OCR Pipeline Structure

An OCR pipeline using ONNX Runtime on iOS generally follows these steps:

  1. Text region detection on the full image (Detection)
  2. Character recognition for each detected region (Recognition)
  3. Reading order estimation and text assembly

Detection runs once on the entire image. Recognition, however, runs once per detected region. When the number of regions is large, recognition dominates the total processing time.

The Problem with Sequential Processing

Running recognition in a simple for loop means processing time scales linearly with the number of regions.

for det in detections {
    let rect = CGRect(x: max(0, det.box[0]), y: max(0, det.box[1]),
                      width: max(1, det.box[2] - det.box[0]),
                      height: max(1, det.box[3] - det.box[1]))
    if let cropped = image.cropping(to: rect) {
        _ = try recognizer.recognize(image: cropped)
    }
}

For an image with 98 detected regions, at roughly 80ms per region, the total comes to about 8 seconds.

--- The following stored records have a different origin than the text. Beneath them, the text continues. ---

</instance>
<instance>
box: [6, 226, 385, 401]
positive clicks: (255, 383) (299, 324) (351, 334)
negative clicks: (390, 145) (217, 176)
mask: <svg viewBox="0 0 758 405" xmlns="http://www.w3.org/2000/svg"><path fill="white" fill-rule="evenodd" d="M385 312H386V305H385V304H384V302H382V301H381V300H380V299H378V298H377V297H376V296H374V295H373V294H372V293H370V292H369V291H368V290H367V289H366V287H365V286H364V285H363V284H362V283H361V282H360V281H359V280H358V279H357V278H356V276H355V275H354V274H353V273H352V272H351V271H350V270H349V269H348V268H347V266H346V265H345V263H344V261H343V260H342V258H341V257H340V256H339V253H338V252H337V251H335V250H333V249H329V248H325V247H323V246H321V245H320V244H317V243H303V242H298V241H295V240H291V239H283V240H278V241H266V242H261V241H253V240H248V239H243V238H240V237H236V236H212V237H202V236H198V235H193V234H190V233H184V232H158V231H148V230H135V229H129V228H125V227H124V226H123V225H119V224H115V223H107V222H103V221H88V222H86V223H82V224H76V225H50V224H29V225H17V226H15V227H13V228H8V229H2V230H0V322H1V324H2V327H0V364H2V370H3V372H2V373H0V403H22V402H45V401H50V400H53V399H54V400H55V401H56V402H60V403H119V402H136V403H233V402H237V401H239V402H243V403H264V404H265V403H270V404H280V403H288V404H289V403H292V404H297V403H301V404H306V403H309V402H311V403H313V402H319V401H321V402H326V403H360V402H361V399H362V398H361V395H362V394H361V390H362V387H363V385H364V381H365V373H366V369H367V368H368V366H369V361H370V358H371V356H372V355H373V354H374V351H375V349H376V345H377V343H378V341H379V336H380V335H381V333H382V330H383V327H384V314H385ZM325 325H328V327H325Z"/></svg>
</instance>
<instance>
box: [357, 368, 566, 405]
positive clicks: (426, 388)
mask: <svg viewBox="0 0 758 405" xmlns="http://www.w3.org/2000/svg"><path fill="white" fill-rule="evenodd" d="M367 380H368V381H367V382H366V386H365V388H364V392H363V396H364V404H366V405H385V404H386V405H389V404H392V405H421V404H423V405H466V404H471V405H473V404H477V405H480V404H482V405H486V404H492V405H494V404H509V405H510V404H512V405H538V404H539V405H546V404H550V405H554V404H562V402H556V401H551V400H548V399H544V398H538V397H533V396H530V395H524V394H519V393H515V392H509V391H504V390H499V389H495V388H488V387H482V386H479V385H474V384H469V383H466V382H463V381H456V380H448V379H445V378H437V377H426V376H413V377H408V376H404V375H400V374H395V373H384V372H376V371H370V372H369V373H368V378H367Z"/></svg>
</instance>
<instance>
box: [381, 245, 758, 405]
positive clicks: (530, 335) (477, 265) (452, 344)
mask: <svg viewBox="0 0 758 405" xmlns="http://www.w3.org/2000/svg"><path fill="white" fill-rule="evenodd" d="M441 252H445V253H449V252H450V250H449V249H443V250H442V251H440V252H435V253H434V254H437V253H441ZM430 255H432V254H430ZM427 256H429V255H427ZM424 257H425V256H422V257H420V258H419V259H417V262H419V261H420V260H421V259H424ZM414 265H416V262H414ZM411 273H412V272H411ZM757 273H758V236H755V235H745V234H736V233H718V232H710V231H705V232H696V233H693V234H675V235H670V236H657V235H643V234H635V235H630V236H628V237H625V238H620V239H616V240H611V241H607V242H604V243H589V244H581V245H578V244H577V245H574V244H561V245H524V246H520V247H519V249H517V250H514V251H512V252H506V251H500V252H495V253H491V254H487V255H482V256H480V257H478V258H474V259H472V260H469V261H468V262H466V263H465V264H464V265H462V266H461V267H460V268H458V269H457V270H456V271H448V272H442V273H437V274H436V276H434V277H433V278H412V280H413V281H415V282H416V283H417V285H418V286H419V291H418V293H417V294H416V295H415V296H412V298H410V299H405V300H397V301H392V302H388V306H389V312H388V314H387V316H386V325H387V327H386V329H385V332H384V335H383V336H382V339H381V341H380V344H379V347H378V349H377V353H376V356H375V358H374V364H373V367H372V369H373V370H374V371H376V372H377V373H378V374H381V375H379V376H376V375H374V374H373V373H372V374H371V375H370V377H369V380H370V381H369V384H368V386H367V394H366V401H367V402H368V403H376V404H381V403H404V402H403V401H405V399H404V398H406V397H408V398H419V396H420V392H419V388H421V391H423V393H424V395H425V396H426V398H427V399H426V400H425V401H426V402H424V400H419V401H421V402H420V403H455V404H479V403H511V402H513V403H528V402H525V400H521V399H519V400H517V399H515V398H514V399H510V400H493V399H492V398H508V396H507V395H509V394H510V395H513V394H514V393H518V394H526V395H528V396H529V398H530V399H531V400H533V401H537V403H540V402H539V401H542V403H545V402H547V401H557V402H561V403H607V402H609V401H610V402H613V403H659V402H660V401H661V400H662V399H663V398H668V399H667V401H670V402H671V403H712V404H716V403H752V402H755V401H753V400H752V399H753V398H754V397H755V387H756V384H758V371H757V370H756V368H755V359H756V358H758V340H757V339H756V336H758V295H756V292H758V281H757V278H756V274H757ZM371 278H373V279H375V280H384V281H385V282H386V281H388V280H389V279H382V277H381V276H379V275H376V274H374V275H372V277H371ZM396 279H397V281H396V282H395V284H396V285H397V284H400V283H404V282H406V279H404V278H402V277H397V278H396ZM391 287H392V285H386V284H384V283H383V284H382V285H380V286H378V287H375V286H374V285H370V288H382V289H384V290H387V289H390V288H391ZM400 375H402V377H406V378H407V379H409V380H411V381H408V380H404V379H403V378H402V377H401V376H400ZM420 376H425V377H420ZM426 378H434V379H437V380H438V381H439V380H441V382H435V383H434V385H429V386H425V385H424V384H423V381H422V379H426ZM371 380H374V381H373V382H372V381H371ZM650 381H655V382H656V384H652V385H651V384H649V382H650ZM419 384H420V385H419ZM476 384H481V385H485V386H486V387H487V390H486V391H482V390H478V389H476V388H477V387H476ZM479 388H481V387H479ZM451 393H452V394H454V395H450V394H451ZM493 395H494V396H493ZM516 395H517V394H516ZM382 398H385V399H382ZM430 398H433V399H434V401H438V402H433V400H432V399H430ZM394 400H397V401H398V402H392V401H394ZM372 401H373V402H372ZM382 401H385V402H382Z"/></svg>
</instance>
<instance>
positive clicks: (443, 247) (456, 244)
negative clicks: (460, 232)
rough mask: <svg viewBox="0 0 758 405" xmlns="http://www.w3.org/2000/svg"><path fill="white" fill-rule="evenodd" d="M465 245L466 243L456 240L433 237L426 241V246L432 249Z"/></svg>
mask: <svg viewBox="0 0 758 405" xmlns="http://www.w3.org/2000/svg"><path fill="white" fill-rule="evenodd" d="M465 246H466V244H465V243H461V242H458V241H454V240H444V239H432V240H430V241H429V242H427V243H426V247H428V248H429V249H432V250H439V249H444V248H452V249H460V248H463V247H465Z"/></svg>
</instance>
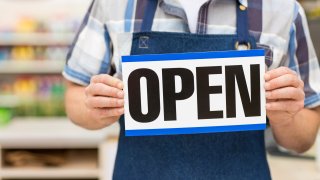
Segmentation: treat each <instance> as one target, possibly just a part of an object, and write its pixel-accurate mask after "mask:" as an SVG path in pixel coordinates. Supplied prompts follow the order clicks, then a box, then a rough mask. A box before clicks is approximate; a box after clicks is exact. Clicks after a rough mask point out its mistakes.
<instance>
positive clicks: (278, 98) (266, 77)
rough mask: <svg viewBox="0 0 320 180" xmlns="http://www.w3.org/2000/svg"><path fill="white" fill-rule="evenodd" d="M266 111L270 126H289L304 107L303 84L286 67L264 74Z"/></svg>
mask: <svg viewBox="0 0 320 180" xmlns="http://www.w3.org/2000/svg"><path fill="white" fill-rule="evenodd" d="M265 80H266V84H265V89H266V99H267V104H266V109H267V116H268V118H269V120H270V124H271V126H282V125H287V124H290V123H291V122H292V121H293V119H294V116H295V114H296V113H298V112H299V111H300V110H301V109H303V107H304V98H305V94H304V91H303V87H304V83H303V81H302V80H301V79H300V78H299V77H298V75H297V73H296V72H294V71H292V70H290V69H289V68H286V67H280V68H277V69H273V70H270V71H269V72H266V74H265Z"/></svg>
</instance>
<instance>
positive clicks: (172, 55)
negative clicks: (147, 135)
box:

Parallelizing with withThrowingTaskGroup

Swift Concurrency’s withThrowingTaskGroup allows running recognition for each region concurrently.

let results = try await withThrowingTaskGroup(of: (Int, String).self) { group in
    for i in 0..<detections.count {
        let box = detections[i].box
        let cropRect = CGRect(
            x: max(0, box[0]),
            y: max(0, box[1]),
            width: max(1, box[2] - box[0]),
            height: max(1, box[3] - box[1])
        )
        guard let cropped = image.cropping(to: cropRect) else { continue }
        group.addTask {
            let text = try recognizer.recognize(image: cropped)
            return (i, text)
        }
    }
    var texts: [(Int, String)] = []
    for try await result in group {
        texts.append(result)
    }
    return texts
}
for (i, text) in results {
    recognized[i].text = text
}

Each task returns its result with the original index, so ordering is preserved regardless of completion order.

Benchmark Results

The following measurements compare sequential and parallel recognition on the iOS Simulator.

Classical Text (Genji Monogatari, 6642x4990px, 21 regions)

Source: University of Tokyo Digital Archive — Genji Monogatari

University of Tokyo Digital Archive — Genji Monogatari

MethodTime
Sequential4.55s
Parallel3.24s
Speedup1.4x

Modern Printed Text (NDL Digital Collection, 6890x4706px, 98 regions)

Source: National Diet Library Digital Collections

National Diet Library Digital Collections

MethodTime
Sequential7.59s
Parallel1.13s
Speedup6.7x

Why the Speedup Varies

The difference in speedup between 21 regions and 98 regions comes down to concurrency overhead.

Swift Concurrency’s Cooperative Thread Pool automatically limits the number of concurrent threads to the CPU core count. ONNX Runtime sessions use internal locking, so when multiple tasks attempt inference simultaneously, lock contention occurs.

With fewer regions (21), the overhead from lock contention is proportionally larger, limiting the speedup to 1.4x. With more regions (98), the pipeline can saturate the available cores effectively, yielding a 6.7x speedup.

Because withThrowingTaskGroup relies on the Swift runtime to manage concurrency, there is no risk of thread explosion.

Note

All measurements above were taken on the iOS Simulator. Performance on a physical device may differ.